The Courier
Volume 30, No. 3 (2006)
Bethel’s Robert A. Chapman and Frances
C. Chapman
by Stanley R. Howe
Hon.
Robert Andrews Chapman and Frances Carter Chapman
Photo from
Maine: A History (1919)
Hon. Robert Andrews Chapman, the second owner of the Bethel Historical
Society's O'Neil Robinson House, and the grandson of Rev. Eliphaz
Chapman, who suggested the name "Bethel" when the town was incorporated
in 1796, was born 22 September 1807 in Gilead, the eldest son of
Eliphaz, Jr. and Salome Burnham Chapman. As a child, he attended
Gilead schools and later Bridgton Academy, taught a few winters in
district schools before becoming a clerk in the store of O'Neil W.
Robinson at Bethel Hill. The store is believed to have occupied
the site of the present Bethel Library, and was destroyed by fire in
September 1864. Chapman was employed by Robinson until 1836 when
he purchased the property and operated the store with his brother
Elbridge, who later moved to Portland in the 1850s, where he died in
1868. After his brother's departure to Portland, Robert Chapman
admitted Enoch W. Woodbury as a partner. From his store and other
business ventures, Robert Chapman became the wealthiest citizen of
Bethel. A staunch Jacksonian Democrat, he later became a
temperance advocate and spoke on that issue throughout the State.
He never permitted liquor of any kind to be sold in his store. In
1850, he was elected to the State Senate and re-elected the following
year. Here, according to his obituary in the Oxford Democrat for 13 April 1880,
he "distinguished himself for his usefulness and ability in matters of
legislation." From his work in temperance, he later became a
Republican. As an avid Congregationalist devoted to his home and
family, he was long active in that denomination and was also very
public spirited. He married Frances Carter, daughter of Dr.

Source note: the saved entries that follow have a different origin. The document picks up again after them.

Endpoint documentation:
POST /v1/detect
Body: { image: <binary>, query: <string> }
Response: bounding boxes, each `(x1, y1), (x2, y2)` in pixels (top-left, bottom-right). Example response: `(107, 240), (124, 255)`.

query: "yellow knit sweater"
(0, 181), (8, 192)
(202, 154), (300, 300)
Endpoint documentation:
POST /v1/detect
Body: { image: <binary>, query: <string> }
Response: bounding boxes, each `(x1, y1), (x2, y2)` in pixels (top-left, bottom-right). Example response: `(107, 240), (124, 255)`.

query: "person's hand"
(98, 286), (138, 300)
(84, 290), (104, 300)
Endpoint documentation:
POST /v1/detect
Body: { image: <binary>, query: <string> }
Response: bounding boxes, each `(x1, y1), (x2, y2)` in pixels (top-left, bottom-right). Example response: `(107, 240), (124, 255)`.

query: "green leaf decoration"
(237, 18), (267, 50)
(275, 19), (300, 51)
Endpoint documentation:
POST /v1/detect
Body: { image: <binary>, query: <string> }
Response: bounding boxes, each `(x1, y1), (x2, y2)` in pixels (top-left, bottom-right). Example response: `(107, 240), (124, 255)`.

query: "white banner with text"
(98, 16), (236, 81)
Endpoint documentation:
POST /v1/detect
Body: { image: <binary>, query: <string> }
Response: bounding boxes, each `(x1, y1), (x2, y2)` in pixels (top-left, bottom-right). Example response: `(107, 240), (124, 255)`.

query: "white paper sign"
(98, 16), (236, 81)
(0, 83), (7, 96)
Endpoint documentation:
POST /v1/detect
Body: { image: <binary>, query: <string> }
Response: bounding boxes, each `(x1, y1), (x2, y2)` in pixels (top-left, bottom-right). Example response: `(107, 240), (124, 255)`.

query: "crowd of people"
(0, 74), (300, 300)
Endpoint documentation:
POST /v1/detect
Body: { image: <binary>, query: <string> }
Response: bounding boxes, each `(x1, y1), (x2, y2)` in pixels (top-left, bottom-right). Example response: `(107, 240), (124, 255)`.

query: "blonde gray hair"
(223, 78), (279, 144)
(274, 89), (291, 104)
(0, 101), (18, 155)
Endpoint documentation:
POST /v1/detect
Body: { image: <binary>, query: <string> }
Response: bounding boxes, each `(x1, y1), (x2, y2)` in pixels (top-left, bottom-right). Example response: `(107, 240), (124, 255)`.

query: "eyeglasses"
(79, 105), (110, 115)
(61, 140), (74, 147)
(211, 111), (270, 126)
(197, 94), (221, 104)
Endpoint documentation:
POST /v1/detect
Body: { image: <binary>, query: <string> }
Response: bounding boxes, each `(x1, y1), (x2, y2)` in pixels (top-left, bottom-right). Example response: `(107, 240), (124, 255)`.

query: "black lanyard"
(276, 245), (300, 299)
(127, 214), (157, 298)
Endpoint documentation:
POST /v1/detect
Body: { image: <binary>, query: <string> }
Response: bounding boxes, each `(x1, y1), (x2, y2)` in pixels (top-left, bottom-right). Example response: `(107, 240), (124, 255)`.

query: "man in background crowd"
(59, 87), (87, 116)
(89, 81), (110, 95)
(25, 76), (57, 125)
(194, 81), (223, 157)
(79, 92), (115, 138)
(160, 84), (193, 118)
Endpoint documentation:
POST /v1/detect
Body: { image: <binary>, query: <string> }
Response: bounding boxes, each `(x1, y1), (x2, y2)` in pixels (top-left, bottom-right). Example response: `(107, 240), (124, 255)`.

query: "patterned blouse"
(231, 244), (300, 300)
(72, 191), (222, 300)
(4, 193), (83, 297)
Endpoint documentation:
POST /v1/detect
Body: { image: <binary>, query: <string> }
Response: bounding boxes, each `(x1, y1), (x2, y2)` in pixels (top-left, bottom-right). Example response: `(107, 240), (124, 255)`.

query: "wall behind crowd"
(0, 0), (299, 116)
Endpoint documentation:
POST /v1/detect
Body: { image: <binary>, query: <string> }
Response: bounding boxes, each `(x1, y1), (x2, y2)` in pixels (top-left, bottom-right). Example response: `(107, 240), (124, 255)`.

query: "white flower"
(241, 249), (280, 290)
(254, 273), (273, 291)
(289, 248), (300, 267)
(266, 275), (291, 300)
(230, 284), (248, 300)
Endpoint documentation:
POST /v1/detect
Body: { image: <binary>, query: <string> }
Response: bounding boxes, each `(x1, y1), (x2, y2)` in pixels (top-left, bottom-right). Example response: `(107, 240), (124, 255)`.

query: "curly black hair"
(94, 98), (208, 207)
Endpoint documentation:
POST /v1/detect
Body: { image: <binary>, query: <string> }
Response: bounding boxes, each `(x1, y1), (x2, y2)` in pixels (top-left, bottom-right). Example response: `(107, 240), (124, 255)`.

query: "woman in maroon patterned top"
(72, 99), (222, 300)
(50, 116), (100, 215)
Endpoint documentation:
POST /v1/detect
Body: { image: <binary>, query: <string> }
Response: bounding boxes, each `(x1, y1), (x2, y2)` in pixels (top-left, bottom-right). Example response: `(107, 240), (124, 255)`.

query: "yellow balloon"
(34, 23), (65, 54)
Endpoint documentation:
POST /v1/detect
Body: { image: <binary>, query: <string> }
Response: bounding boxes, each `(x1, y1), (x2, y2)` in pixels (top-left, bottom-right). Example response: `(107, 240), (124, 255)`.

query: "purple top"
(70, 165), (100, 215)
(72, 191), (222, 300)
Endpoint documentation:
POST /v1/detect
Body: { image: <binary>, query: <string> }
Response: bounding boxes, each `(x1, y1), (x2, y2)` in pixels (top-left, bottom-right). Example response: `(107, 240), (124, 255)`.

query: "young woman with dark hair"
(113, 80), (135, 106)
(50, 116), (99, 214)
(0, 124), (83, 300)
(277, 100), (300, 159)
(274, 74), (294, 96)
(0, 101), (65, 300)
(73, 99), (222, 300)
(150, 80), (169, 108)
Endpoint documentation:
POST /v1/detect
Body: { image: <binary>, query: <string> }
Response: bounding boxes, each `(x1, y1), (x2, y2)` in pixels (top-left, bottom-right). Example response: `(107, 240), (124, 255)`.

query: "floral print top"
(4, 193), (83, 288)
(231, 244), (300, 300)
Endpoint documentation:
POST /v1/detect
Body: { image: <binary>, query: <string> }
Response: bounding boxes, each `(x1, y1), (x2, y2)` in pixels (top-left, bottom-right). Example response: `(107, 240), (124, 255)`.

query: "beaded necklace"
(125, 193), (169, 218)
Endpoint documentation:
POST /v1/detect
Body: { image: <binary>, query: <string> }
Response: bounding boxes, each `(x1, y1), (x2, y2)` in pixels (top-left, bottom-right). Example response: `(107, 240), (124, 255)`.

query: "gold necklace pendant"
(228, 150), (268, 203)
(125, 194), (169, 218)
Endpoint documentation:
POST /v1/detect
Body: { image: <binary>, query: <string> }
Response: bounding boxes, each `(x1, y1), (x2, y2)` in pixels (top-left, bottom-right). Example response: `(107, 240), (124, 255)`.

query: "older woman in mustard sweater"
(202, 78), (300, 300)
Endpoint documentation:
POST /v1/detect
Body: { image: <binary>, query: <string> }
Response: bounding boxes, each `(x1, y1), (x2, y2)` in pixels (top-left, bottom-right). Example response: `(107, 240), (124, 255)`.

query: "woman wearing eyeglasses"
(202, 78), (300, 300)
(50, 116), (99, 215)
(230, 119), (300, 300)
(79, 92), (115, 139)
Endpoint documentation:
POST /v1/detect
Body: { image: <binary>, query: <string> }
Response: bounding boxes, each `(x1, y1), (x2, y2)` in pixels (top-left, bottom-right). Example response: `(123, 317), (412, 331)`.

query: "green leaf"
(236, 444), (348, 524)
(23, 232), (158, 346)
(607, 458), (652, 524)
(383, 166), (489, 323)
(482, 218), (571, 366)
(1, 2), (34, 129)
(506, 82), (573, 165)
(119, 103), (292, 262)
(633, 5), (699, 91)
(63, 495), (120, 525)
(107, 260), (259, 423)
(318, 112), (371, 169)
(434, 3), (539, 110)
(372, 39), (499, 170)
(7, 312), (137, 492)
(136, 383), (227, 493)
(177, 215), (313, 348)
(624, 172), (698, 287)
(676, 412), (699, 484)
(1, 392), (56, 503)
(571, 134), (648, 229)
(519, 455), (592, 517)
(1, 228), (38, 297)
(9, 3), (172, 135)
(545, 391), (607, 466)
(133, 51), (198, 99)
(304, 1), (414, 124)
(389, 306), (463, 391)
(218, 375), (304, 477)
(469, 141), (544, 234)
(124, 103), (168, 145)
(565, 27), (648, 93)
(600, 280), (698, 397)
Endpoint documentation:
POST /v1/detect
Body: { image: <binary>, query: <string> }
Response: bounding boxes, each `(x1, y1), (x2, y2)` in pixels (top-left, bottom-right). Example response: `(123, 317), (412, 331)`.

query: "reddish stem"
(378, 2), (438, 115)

Timothy and Fanny Freeland Carter, on 28 March 1833, and they were the
parents of
six children. Born 1 September 1809, she lived to the age of
ninety-two.
In his History of Bethel, Dr.
William B. Lapham recalled Chapman as "one of the most industrious of
men." He continued, "When I was attending school in Bethel, I was
in the habit of occasionally rising, going to Paradise Hill to have a
view of the gorgeous sunrise seen from that point, and I never passed
Mr. Chapman's place in the early morning twilight, without seeing him
about his chores, milking his cows, and feeding his horses, or at work
in his garden, and getting ready for the day's employment in the
store. He was correct in his habits, strictly temperate, a
liberal supporter of, and a constant attendant at the Congregational
Church. Mr. Chapman was not a politician in the modern sense of
the word. He never felt that he could afford the time to hold
office, his own private business being sufficient to absorb all his
time. In the time of the old parties, his sympathies were with
the Democrats, and as such he was elected to the State Senate in 1850,
and re-elected the following year. When the third party in Oxford
County was organized in the interest of prohibition of the liquor
traffic, Mr. Chapman joined the movement, and he followed, when that
faction became absorbed in the great Republican party in 1855.
Mr. Chapman was tall and erect, but slender, lithe and active in all
his movements—a marked face and figure which impressed one at once as
belonging to no ordinary man. His penetration and sagacity,
coupled with his activity and perseverance, would have assured success
in any profession or business he might have chosen, but he chose
mercantile pursuits, and in his success outstripped all his
predecessors and contemporaries. Probably Bethel never had a
clearer-headed businessman than Robert A. Chapman." As the town's
most prosperous resident, he was, according to his Oxford Democrat obituary,
considered the "model of industry, integrity, and good
citizenship." He built so many buildings in the town, it was said
of him that "the village of Bethel grew up with him." He died in
Bethel 7 April l880, and is buried in Portland's Evergreen Cemetery.